Antiprotein Corona-Fouling Effect of the Double-Stranded DNA Coating Layer on the Gold Nanoparticles-Small Molecule Adsorbent Probe

The formation of a protein corona (PC) can significantly impact the detection ability of gold nanoparticles (AuNPs)-small molecule adsorbent probes based on competitive adsorption. To alleviate this problem, in this study, double-stranded DNA (dsDNA) was introduced to modify the AuNP probes to mitigate the negative effect of PCs on the detection of small molecules by taking the AuNPs-dichlorofluorescein (DCF) probe-based detection of ambroxol hydrochloride (AMB) as a study model.
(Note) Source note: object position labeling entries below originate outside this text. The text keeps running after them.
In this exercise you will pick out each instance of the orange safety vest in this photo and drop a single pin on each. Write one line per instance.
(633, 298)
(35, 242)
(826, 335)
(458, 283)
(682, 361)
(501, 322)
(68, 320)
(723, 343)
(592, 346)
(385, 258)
It was found that based on the dsDNA-modified AuNPs-DCF probe (dsDNA@AuNPs-DCF), the accuracy for the detection of AMB was significantly improved, which might be attributed to the isolation of proteins from the surface of AuNPs while still allowing small molecules to access the surface due to the introduction of rigid dsDNA. Further, the effect of the strand length and the number of dsDNA modified on the surface of AuNPs on the antifouling performance was then investigated, and it was found that the LOD value of AMB in artificial milk samples by dsDNA10bp90@AuNPs-DCF probes (with 10 base strand length and 90:1 ratio of dsDNA to AuNPs) is decreased more than 2-fold compared with that by the AuNPs-DCF probe. Moreover, based on dsDNA10bp90@AuNPs-DCF probes, the recovery rates of AMB analyzed in commercial milk samples greatly improved compared with that with the AuNPs-DCF probe, particularly when the samples contained AMB with much lower concentrations. This study demonstrates a dsDNA-based antiprotein corona-fouling strategy for the AuNPs-small molecule adsorbent probe, which provides beneficial ideas for dealing with the interference resulting from PCs to the studying of biological samples.